One of the casualties of being a theologian and well, me, is that I have a slight tendency to over think things.
And as I’ve walked through the strange path of grief, I’ve over thought everything – and none more so than my faith.
Everything I believed came under the microscope – I’d worked out my theology of suffering – or so I thought, but all of a sudden the old answers didn’t seem to touch the sides.
The hope and redemption that a future story might bring felt futile.
I was tying myself in knots as I attempted to unravel years of theology based on the power of redemption.
Don’t get my wrong – redemption is powerful – but somewhere along the way I’d begun to trust more in the power of redemption than the power of the redeemer.
And so I went back to basics, to the roots of my faith dug in my earliest years.

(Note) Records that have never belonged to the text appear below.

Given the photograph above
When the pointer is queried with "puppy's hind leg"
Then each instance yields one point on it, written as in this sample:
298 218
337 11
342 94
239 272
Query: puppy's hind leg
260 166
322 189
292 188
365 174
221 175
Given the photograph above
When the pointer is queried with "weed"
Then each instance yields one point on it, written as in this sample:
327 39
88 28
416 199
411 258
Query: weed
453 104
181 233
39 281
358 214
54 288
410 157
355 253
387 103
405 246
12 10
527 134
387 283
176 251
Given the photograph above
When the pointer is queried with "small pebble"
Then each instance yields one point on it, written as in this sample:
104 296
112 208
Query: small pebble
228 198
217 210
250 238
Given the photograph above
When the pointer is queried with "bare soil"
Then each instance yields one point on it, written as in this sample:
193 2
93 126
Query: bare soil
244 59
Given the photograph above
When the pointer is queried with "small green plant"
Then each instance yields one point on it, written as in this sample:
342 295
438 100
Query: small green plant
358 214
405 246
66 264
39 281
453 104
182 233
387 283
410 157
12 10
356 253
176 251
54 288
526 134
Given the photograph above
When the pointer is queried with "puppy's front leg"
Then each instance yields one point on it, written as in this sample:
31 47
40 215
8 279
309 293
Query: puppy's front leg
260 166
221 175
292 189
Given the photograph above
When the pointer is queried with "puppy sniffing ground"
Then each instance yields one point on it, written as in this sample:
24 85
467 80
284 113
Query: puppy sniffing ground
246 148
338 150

The night I became a christian, we sang a song called ‘Safe in the Father’s Hands’ and its first verse goes like this:
Safe in the Father’s hands
We are safe in the Father’s hands
Though there may be things
We don’t understand
We’re safe in the Father’s hands
I had trusted in the safety of the Father’s arms since I was five years old and it was one of the reasons I had said yes to Him over and again in the years that have passed since then.
As the long forgotten words settled in my mind, I realised that I cannot dismiss twenty-seven years where I’ve trusted in the safety of the Fathers loving hands.
To trust God, was to trust in His inescapable, unquenchable love for me.
And so I found myself answering the question that Jesus posed to Simon Peter one morning after a boat trip:
“Do you love me?”
The question made me realise that it was what I had forgotten over the past months; the love I have for God and the love God has for me.
It went back to the very first hour I believed and although there have been many questions over the years about His plans, His will, I have never questioned His love for me.
And that hasn’t changed. I remain believing in the words of Paul in Romans 8:38-39.
“For I am convinced that neither death nor life, neither angels nor demons,k neither the present nor the future, nor any powers, neither height nor depth, nor anything else in all creation, will be able to separate us from the love of God that is in Christ Jesus our Lord.”
Nothing can separate us from the love of God; and to love God is the first and greatest commandment.
It is the first thing I believed, it is the belief that has carried me thus far and it is the belief that will carry me through the rest of my days.